Caretakers sat on pillars of experience ensured that the profession remained solid for many years, but the world has moved faster than we have, and renovations are under way. I feel – working in this change as I have – like a complete alien, uncomfortable and totally unaccepted by the majority of policing culture. I’m interested in giving the best possible service for the public, and I believe that there is a better way. I’m also really uncomfortable with the removal of some of these pillars, as I personally think that some were actually a good thing and need to stick around, with a steel frame built around them. I also think we should be shouting up to the people inside the house, and increasing the understanding around what is happening and why, by inviting them down to design the new framework. And the last thing I will say is that the replacing of ‘professional experience’ with a steel construct of evidence based practice is NOT the way forwards. They both need to compliment each other, so we can appreciate the craft of the artisan, tempered by the knowledge generated by research. A doctor will always use professional experience AND their medical knowledge before prescribing a drug. In the future a cop could use copper’s nose, together with the learning around ‘Threats to Life’ to ‘prescribe’ intervention that is both likely to work, AND does not result in many, many hours of wasted activity – that actually may be causing harm.

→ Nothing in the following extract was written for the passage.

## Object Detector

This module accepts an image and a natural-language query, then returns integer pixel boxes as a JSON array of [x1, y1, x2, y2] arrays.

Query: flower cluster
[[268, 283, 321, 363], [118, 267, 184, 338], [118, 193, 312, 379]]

This is not an ‘either, or.’ It’s a ‘together.’ And no one should be evicted.
This whole ‘change’ business has gotten personal. I love policing, I just see it slightly differently – as many do. As I come to the end of this, there is no ‘irrelevant’ or ‘yesterday’ to anyone within policing in my opinion. If people are feeling like this, then there’s some big mistakes that have created some horrific pitfalls from the Home Office downwards. There’s no point in dwelling on that though, because the future is coming fast. We need those that are feeling like ‘yesterday’s’ police officers, to both temper and develop a service that best uses their experience, together with a new mode of learning. If we get that bit right, without pushing anyone out of the door as the builders move in, then there’s hope that the future will be one built with the best of both worlds.
Our ‘accepted’ knowledge can no longer exclude research knowledge, we have to accept that ‘the way we have always done it’ hasn’t always been the best way. But, nor can we throw that immensely valuable experience into the irrelevancy bin. Not just because it is still hugely relevant, but also because it should still form the base for delivery of our service.
I wouldn’t want a research based computer prescribing my medication, would you?